The 7 Best Dividend Stocks to Buy for Income Investors In July 2021 

Dividend Stocks

Increased concern over inflation and valuations have brought choppiness back to equity markets. As the stock market recovers from a volatile month of trading, investors have turned their attention towards more defensive stocks. For many market participants, dividend shares seem to be the most reasonable plays.

High-yield dividend stocks are prized among income investors, as they offer recurring income. While these stocks may not achieve the breathtaking capital gains of riskier growth stocks, they could provide a safe haven in volatile times.

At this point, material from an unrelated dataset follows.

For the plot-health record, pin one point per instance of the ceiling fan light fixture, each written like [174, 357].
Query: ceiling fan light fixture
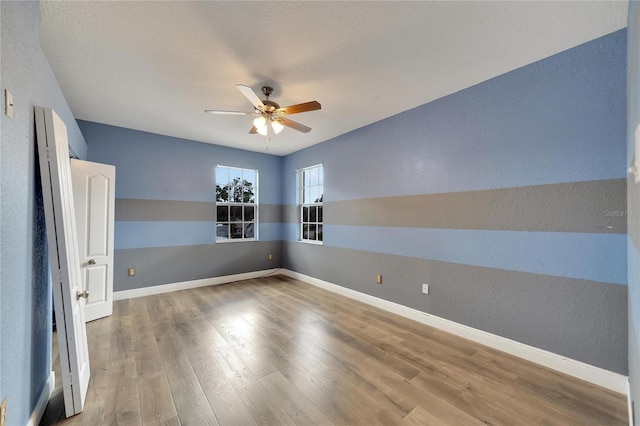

Recent research led by Greg Filbeck of the Black School of Business at Penn State Behrend highlights how, “Dividend-yield strategies generate investor interest because they have historically offered better risk-adjusted performance.”

With that said, it may be the perfect time to add these best dividend stocks to your portfolio.

  • Abbott Laboratories (NYSE:ABT)
  • Becton Dickinson (NYSE:BDX)
  • Clorox (NYSE:CLX)
  • Ecolab  (NYSE:ECL)
  • Iron Mountain (NYSE:IRM)
  • Invesco Dow Jones Industrial Average Dividend ETF (NYSEARCA:DJD)
  • iShares International Select Dividend ETF (BATS:IDV)

Investors tend to prefer stocks that provide higher dividend yields. Over the long-run, dividends typically accumulate and grow by leaps and bounds, thanks to the magic of compounding. Some others might also choose to bet on high-growth companies that also distribute dividends, even though at lower rates.

Best Dividend Stocks to Buy: Abbott Laboratories (ABT)

Source: testing / Shutterstock.com

52-week range: $86.16 – $128.54

Dividend yield: 1.65%

Abbott Park, Illinois-based Abbott manufactures diversified line of health care products that include medical devices, diagnostic equipment, nutritional products, testing kits, and branded generic drugs.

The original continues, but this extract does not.